# Drew Barrymores Hair Net Accessory: Love it or Hate it?



## magneticheart (Apr 15, 2009)

Picture from: Dollface of the Day: Drew Barrymore at the Grey Gardens premiere - From Hey, Dollface!

Drew Barrymore arrived at the Grey Gardens premiere in New York yesterday wearing a 1920's inspired hair net.

Do you love it or hate it?


----------



## Lucy (Apr 15, 2009)

i think its cute! very vintage


----------



## magneticheart (Apr 15, 2009)

I agree with you




Although if I'd have heard the phrase hair net before I saw the picture I'd be like NO.

I think because she's tried to stick with the 1920's style for her makeup and the rest of her hair too she manages to pull it off.


----------



## emily_3383 (Apr 15, 2009)

I think its cute. It fits in with the theme and im excited to see this film.


----------



## -Chelsey- (Apr 15, 2009)

I like it with this look, she looks so gorgeous and classic!


----------



## Adrienne (Apr 15, 2009)

Its really cute here and on her.


----------



## Johnnie (Apr 15, 2009)

I like it too.


----------



## nydoll23 (Apr 15, 2009)

love it ,love vintage. She gets away with all kinds of looks


----------



## Dragonfly (Apr 15, 2009)

Looks great.

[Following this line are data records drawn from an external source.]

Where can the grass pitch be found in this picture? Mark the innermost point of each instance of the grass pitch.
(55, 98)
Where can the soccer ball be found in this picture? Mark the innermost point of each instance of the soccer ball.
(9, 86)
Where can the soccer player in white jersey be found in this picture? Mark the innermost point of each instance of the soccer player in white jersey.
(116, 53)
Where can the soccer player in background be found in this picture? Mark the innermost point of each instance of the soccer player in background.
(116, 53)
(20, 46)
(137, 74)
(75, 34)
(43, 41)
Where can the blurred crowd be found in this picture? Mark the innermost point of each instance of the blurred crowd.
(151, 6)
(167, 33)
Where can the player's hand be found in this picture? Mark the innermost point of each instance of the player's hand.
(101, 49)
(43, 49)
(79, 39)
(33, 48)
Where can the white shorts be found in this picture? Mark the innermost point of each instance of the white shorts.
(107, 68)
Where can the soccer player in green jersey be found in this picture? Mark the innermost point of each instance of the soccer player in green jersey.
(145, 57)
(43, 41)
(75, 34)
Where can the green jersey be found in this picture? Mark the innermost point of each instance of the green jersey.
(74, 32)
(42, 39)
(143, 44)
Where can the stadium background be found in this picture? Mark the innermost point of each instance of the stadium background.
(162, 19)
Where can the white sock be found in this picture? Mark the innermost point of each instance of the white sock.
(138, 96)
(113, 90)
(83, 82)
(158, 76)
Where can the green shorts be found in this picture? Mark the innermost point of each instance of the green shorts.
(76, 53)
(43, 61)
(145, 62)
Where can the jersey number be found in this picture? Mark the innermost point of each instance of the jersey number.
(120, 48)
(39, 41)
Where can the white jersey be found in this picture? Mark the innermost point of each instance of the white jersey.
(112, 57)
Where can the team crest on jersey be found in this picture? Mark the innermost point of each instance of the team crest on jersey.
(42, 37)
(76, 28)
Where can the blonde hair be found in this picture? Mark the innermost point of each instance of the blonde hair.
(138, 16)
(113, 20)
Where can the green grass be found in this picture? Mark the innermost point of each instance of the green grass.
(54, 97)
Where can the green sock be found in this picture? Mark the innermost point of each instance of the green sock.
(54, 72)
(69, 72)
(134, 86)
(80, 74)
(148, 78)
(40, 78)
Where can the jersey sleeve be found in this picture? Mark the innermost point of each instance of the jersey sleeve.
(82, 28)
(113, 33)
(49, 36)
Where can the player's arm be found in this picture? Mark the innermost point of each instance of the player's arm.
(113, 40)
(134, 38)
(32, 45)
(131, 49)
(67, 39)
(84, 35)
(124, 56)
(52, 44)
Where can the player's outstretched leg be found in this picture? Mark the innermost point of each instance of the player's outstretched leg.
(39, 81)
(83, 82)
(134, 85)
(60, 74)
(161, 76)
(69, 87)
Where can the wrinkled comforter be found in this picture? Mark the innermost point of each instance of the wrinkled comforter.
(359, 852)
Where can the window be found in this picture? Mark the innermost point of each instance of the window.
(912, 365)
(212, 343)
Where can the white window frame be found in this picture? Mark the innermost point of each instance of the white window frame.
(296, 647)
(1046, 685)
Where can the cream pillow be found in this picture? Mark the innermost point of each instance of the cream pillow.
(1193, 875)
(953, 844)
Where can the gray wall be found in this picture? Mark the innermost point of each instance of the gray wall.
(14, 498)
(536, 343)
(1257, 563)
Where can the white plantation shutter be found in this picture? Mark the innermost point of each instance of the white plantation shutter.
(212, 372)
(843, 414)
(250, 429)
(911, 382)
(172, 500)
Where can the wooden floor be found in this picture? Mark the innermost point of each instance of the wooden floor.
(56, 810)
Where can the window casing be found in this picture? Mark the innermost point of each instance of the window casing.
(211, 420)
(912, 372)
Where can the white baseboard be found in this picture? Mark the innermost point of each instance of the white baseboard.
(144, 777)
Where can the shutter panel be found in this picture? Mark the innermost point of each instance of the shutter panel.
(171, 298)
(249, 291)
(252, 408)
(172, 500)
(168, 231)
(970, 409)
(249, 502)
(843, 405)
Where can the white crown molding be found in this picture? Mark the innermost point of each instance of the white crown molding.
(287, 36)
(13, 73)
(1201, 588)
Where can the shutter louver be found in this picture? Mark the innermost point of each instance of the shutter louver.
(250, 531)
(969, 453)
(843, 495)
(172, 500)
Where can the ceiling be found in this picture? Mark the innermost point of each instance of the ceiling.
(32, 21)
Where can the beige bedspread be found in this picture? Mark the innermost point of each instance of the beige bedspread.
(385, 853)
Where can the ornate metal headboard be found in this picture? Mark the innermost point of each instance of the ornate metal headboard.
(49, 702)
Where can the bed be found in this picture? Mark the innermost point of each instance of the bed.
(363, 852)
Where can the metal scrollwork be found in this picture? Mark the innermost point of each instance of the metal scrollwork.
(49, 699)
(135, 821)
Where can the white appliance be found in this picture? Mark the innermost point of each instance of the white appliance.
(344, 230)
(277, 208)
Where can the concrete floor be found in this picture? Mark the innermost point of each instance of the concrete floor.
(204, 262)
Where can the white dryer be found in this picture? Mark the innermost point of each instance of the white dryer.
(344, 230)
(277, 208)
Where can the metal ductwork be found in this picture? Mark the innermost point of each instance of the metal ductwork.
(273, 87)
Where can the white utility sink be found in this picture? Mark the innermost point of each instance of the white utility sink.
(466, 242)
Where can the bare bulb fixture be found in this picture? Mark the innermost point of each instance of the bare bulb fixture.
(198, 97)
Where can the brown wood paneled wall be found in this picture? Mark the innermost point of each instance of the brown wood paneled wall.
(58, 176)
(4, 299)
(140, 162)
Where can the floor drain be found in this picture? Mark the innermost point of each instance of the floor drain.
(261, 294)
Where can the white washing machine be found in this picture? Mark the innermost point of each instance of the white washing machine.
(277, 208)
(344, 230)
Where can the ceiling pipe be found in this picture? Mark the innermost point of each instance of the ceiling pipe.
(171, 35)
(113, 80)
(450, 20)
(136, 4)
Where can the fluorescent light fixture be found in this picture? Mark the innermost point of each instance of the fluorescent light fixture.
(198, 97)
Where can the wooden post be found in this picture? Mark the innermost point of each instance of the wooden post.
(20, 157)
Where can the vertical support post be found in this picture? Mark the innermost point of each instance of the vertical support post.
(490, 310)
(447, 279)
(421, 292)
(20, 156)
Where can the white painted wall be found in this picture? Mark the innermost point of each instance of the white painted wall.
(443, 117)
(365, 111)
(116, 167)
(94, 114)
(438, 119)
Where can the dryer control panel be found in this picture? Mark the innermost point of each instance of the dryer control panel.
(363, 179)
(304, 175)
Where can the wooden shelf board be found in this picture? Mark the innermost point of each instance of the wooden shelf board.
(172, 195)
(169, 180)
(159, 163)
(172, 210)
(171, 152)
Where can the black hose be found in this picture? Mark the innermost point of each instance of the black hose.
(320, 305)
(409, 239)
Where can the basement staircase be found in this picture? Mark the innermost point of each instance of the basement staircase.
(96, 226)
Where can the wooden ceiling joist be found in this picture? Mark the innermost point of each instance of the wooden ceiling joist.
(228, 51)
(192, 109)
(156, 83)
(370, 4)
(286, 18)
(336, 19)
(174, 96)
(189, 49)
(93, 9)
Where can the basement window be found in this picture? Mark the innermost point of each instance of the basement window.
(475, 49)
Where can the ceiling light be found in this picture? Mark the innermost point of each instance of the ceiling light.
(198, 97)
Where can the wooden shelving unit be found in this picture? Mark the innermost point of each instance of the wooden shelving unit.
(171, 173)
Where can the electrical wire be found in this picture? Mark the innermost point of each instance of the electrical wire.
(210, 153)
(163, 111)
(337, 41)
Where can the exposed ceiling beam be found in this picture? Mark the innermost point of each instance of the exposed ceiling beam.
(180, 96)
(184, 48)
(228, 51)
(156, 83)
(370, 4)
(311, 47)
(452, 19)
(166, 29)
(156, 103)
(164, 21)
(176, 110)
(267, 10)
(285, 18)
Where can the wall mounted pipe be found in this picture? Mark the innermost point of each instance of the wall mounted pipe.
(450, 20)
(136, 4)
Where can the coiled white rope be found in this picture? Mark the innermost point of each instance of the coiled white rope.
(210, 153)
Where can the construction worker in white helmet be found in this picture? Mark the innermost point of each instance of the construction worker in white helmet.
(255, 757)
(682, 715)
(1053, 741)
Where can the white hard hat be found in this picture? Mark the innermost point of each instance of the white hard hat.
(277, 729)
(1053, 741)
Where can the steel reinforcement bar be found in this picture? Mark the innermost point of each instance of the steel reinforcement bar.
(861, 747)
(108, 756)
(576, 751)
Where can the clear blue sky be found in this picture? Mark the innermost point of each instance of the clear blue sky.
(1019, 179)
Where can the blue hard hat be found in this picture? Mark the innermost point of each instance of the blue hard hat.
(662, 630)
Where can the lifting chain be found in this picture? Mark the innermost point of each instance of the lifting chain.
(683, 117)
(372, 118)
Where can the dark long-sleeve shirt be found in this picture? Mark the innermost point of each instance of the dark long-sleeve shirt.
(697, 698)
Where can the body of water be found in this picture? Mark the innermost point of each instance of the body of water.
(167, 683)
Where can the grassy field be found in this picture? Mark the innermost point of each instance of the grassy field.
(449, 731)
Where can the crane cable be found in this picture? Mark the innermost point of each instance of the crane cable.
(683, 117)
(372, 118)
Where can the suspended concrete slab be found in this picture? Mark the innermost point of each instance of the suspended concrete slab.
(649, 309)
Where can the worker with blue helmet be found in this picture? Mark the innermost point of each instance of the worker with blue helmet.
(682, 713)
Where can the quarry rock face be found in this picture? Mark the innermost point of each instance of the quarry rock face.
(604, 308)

Drew can pull off just about anything and make it a success.


----------



## AnnaKG00 (Apr 15, 2009)

It's cute on her!


----------



## HairEgo (Apr 15, 2009)

I dont like it :s


----------



## retroxxkittie (Apr 15, 2009)

i love it.its indeed wonderful for a vintage style,and i happen to be in love with vintage things...so yeah im a fan of it.some people can't see the beauty and elegance of it...oh well =/


----------



## Karren (Apr 16, 2009)

I love that look!! She is gorgeous!!


----------